6月13日に柳下裕紀さんの講座に参加してきました。
今回は、中外製薬とNVRでした。
『Aurea Lotus Flower』第220回投資サロン一般募集の御知らせ | 蓮華 with にゃんこ達
中外製薬に触れる前に、私がYoutubeで見た中でこの人の話は面白いと感じ、購入した泉田良輔さんの
「「予想」のいらない株式投資術」
に記載の合った内容を少しふれます。
その本によれば、株価が「テンバガー(10倍株)」になる銘柄は、知る人ぞ知る銘柄が該当するというわけでなく、誰もが知る銘柄でも、時間と共にテンバガーになる可能性があること。
ビジネスモデルが確立していて利益を積み上げていく会社にじっくり投資できれば、時間の経過とともに株価が何十倍にもなる。
更に現役の投資家に成功する方法を聞くと
・会社の事業を理解しなさい
・会社の歴史を知りなさい
・ROEを意識しなさい
というアドバイスだったそうです。
更にあるファンドマネジャーの言葉によれば、
「過去の実績がしっかりしている会社が将来も良い結果を残す可能性は、過去に実績のない企業や過去に冴えない業績しか上げていない企業に比べると高い」
つまり、泉田さんの考えでは、「過去」データに共通項があり、その基準をもとに銘柄を選べば、必ずしも将来を予測する必要はないこと。
そして初心者でも受け入れやすい投資へのアプローチとして、継続的に利益を生み出し続ける企業を長期で保有するというアプローチを推奨しています。
また、その際10年くらいの長期的な売上高、そして当期純利益が出ていることに注目し、圧倒的に利益率の高い企業のビジネスモデルには何か秘密があるという仮説を立てる。
また、3年で企業価値が2倍になる銘柄を調べる。
その前提として、ROE(当期純利益/株主資本)が毎年25%達成する企業は、株主への配当が内前提であれば、3年後の株主資本=100×1.25×1.25×1.25=195、つまり約2倍になることがわかる。
さらに10年後には約9倍になる。
泉田さんの注目指標は、ROEに定めています。
柳下さんの講義を受けた後、泉田さんの本を読み返し、正にその典型例が中外製薬だと今回改めて感じた次第です。
(ちなみに、泉田さんが上の本で紹介している銘柄と柳下さんの紹介銘柄にかぶる会社は複数あります。)
早速ですが、直近の中外製薬です。
柳下さんに教えていただいたビジネスモデル/フランチャイズバリューの強さは前回のブログでしっかり紹介しました。
「中外製薬」の紹介-創薬開発という企業DNAは変わらない | すがわら あつし
ロシュとの提携により経営資源をバイオ医薬、中分子医薬の研究開発に特化し、世界的に競争力のある製品を上市することで、圧倒的な利益を稼いでいく。
更に日本国内ではロシュ製品を独占販売するビジネスモデルを確立。
下の営業利益の推移を見ても、2002年以降、圧倒的な営業利益を増やしてきたことがわかります。
泉田さんが言うROEで見ても、2019年以降、20%を超えていることがわかります。

国内製薬会社との比較でみると、売上高は武田薬品工業が一番ですが、営業利益は中外製薬が一番です。

【2026年版】国内製薬会社ランキング―売り上げトップ武田は4.5兆円…2位は大塚HD、アステラスと第一三共は初の2兆円突破 | AnswersNews
その背景には、やはりロシュグループとのアライアンスにより、中外製薬の規模では、世界中で売る販路がない中、アジア地域を除く売上はロシュが独占的に享受する一方、中外にはロイヤリテイ収入が毎年ストック型で利益率を上げていくことになる。
以下、2025年決算では、売上収益12579百万円のうち、ロイヤリテイ(その他の売上収益)が1801百万円を占めています。

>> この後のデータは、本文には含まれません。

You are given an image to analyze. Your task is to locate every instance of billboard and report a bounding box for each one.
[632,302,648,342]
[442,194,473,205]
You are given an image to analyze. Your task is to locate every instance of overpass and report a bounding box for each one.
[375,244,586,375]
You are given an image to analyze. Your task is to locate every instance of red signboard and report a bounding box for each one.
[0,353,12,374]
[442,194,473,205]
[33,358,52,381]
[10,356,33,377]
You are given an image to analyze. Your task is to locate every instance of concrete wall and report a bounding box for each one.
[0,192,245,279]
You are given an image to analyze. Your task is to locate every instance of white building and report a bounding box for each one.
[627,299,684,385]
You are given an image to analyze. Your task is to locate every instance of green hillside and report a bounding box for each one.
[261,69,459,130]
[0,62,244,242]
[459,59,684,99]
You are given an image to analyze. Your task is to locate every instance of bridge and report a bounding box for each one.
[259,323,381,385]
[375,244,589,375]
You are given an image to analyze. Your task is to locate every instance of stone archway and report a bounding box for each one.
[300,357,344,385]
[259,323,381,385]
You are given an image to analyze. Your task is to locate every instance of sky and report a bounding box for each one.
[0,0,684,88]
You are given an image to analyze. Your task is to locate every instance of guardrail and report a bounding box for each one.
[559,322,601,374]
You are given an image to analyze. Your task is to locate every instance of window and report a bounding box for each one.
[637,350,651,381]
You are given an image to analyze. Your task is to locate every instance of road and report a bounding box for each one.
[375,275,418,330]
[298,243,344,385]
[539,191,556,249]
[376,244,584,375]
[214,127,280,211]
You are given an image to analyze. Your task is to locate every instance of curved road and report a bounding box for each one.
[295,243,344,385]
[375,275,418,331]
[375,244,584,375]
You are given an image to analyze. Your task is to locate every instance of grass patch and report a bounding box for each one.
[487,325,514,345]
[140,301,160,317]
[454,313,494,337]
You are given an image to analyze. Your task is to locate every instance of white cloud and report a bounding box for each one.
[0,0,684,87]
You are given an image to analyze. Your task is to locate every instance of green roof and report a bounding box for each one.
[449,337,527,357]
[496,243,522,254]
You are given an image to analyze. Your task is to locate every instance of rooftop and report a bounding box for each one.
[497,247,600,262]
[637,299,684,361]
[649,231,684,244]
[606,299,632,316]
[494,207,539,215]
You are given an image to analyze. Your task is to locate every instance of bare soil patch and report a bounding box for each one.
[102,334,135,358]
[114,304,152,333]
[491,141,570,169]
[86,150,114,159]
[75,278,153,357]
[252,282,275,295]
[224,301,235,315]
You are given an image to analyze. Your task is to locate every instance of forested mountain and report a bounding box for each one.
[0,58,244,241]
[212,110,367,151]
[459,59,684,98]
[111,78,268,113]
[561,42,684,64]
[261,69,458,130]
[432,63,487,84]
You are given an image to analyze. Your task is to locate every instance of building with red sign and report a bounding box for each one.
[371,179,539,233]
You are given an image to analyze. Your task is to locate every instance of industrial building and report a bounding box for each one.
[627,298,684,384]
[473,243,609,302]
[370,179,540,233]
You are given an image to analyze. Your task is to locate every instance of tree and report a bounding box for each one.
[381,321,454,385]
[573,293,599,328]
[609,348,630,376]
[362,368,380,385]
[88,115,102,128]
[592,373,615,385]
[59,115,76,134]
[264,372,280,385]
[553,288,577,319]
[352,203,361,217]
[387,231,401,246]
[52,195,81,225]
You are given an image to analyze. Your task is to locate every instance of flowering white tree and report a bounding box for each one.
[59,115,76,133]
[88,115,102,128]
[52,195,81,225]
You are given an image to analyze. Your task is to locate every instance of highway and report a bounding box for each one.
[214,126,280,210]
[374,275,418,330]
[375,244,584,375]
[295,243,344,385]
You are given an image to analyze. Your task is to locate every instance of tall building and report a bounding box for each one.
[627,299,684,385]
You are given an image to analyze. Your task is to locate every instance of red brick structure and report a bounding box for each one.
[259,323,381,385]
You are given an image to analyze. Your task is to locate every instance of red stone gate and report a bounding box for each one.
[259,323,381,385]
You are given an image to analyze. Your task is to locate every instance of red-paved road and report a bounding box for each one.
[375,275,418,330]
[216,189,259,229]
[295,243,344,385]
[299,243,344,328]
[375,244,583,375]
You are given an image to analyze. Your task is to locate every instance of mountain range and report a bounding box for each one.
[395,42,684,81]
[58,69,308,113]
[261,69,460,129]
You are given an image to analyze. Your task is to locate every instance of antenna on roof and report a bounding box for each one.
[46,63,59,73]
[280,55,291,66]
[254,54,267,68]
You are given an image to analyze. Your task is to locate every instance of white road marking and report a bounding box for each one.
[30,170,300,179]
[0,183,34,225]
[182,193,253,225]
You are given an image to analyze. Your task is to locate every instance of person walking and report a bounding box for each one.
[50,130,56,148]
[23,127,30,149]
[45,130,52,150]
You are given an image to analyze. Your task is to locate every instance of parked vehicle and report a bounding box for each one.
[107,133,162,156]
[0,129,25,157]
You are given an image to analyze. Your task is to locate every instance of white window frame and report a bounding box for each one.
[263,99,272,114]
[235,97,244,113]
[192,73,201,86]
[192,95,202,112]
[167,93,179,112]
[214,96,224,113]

また、2026年は更にその部分が2450百万円と増えていくと見込んでいます。

中外製薬は、この研究開発に特化した経営を推進できていること。
また、国内においては、ロシュ製品の導入に向けた研究開発も進めることで、国内外において売上高を伸ばす施策が加速しています。


特に2030年以降、自社グローバル品の年平均上市数を年1で出していくことを目標としており、そのためのオープンイノベーションによる開発、研究開発、製造投資をしっかり実行しています。



今は、これまで積み上げてきた研究開発による主力商品の売上が好調であること、特に血友病向けのヘムライブラ、そしてアクテムラの売上が伸びているそうです。


株価は、AI相場に押されてなのか、あまり上がっておらず、絶好の仕込み機会なのではないかと感じます。